Compilation Modes

Scout is a configurable debugger, that could be deployed in several different environments:

  • Linux User-Mode Process - “User Mode”
  • Linux Kernel Driver - “Kernel Mode”
  • Linux In-Process Debugging - “User Mode” + “PIC Mode”
  • Embedded “In-Process” Debugging (low privileges) - “PIC Mode” + “User Mode”
  • Embedded “In-Process” Debugging (high privileges) - “PIC Mode” + “Kernel Mode”

To decide what will be the suitable compilation mode / architecture flags, one should check the following parameters. Each of the defined parameters is a C MACRO (define) that controls the behavior (and compilation) of the resulting binary.

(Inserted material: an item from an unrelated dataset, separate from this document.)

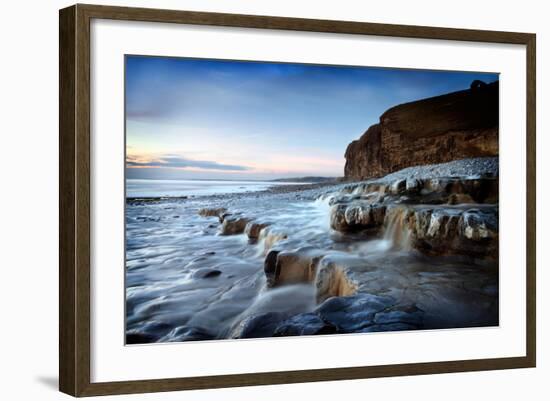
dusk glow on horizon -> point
(238, 120)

Important Note: When using scoutCompiler, it will automatically generate most of the needed flags by deducing the right values based on the architecture and configuration flags that are supplied to it. Please see the embedded_scout example for more info.

Target Endianness

  • SCOUT_BIG_ENDIAN - Scout is executed on a Big Endian architecture
  • SCOUT_LITTLE_ENDIAN - Scout is executed on a Little Endian architecture

Only one of above flags can be defined. If none are defined the base library will define “SCOUT_LITTLE_ENDIAN” on it’s own.

Target Bitness

  • SCOUT_BITS_32 - Scout is executed on a 32 bit machine
  • SCOUT_BITS_64 - Scout is executed on a 64 bit machine

Only one of above flags can be defined. If none are defined the base library will define “SCOUT_BITS_32” on it’s own.

Target CPU Architecture

  • SCOUT_ARCH_INTEL - Scout is executed on an Intel (x86 \ x64) CPU
  • SCOUT_ARCH_ARM - Scout is executed on an ARM (maybe thumb mode) CPU
  • SCOUT_ARCH_MIPS - Scout is executed on a MIPS (not mips16 mode) CPU

Only one of above flags can be defined. If none are defined the base library will define “SCOUT_ARCH_INTEL” on it’s own.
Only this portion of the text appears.